From the Publisher: Affordable Homes

I’m encouraged to hear that Atlanta Mayor Keisha Lance Bottoms (see our Q&A with her on page 16) has prioritized affordable housing at a time when the city has lots of transportation investment opportunities on the horizon and a shortage of about 340,000 affordable housing units in the five core metro counties.

Whether in Alpharetta or Augusta, the vogue for living closer to city centers is pricing out the working class, elderly, young families and infirm, some of whom have lived in the same communities for generations.

Dislocation and gentrification have been problems for years, and people generally hate the idea of a hand out.

However, housing and transportation are no longer safety-net issues. I’m talking about retirees looking to downsize, and their only options for a condo are in the half-million-dollar range. Middle-age folks planning to sell their homes and retire on the equity are now forced out of the area. First-time homebuyers can’t afford to live near good schools. Working and service people can’t afford to live near their jobs, and, stuck in traffic, are deprived of critical time to raise their kids.

Fortunately there is hope and even opportunity in some of the solutions presented by the Urban Land Institute (ULI) Atlanta at a recent Atlanta Regional Housing Forum. The ULI recommends the city encourage public employee pension funds to invest in affordable housing for the membership; provide public land for affordable housing; limit residential project bond for title refinancing to affordable housing; create a 10-year tax abatement on rehabbed units that agree to maintain affordability; offer low-cost rehab financing for affordable housing; offer discounted transit passes for residents of affordable housing; target Tax Allocation District (TAD) funds for affordability; and initiate a capital program for small developers who create or rehab affordable units.

The city could provide a density bonus for redeveloping low-density projects that maintain affordability. It could employ the Urban Enterprise Zone (UEZ) program to provide tax abatements for new affordable rental projects, and importantly, secure Fulton County’s participation in UEZ, as countywide and even region-wide program implementation is essential to prevent developers leapfrogging to areas less stringent about affordability. It could use the Special Public Interest (SPI) Overlay, a walkability ordinance, to allow mixed-use housing in commercial corridors; create a housing trust with industry, foundation and philanthropic support; and hire an “affordable housing czar.”

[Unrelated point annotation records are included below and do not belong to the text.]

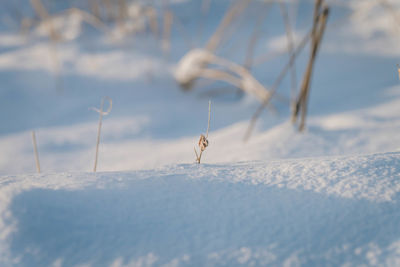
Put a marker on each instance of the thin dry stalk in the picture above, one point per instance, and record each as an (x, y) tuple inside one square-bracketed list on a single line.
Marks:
[(203, 141), (290, 39), (101, 114), (36, 152), (275, 86), (320, 19)]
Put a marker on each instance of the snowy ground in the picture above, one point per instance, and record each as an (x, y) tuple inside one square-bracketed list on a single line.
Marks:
[(320, 211), (328, 196)]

The city could also allow smaller lots and duplex or fourplex designs; lower development costs by reforming regulatory and land use policies; create a land bank authority; provide first-time affordable home buyers with a 10-year homesteader tax abatement; offer low-cost rehab assistance if buyers maintain ownership for five years; increase the homestead exemption for seniors; offer more down-payment assistance for first-time affordable buyers; and encourage lower development costs through cost-conscious design and land use.

The end result could create 10,000 affordable units in the region annually through 2028, or 100,000 total, about a fourth of what will be needed.

However, a 2014 report by global management consultants McKinsey & Company states that the cost of creating affordable housing could be reduced by 20 percent to 50 percent through four steps, some of which are included in the ULI report: unlocking land supply (city-owned or privately owned land acquired through incentives); reducing construction costs through value engineering (standardizing design), industrial approaches and more efficient procuring and processing; improving operations and maintenance (20 percent to 30 percent of housing costs) through registering and licensing qualified suppliers and consolidated purchasing; and financing reforms such as contractual savings programs to help buyers with down payments, providing capital for low-interest mortgages and guaranteeing buyers/tenants.

The report suggests a ladder approach to creating minimum affordability standards, as too much too soon can actually discourage construction. But it also notes opportunity – to build the homes needed in all global cities by 2025 could cost $2.3 trillion, or 10 percent of the global residential real estate construction industry.

The level of affordable housing construction we actually need – not unlike investments in transportation and renewable energy – could actually be a boon to the state, while ignoring the issue will only grow the disconnect between our solid economy and our less affluent workforce. These solutions could work for any community, and the time for action is now.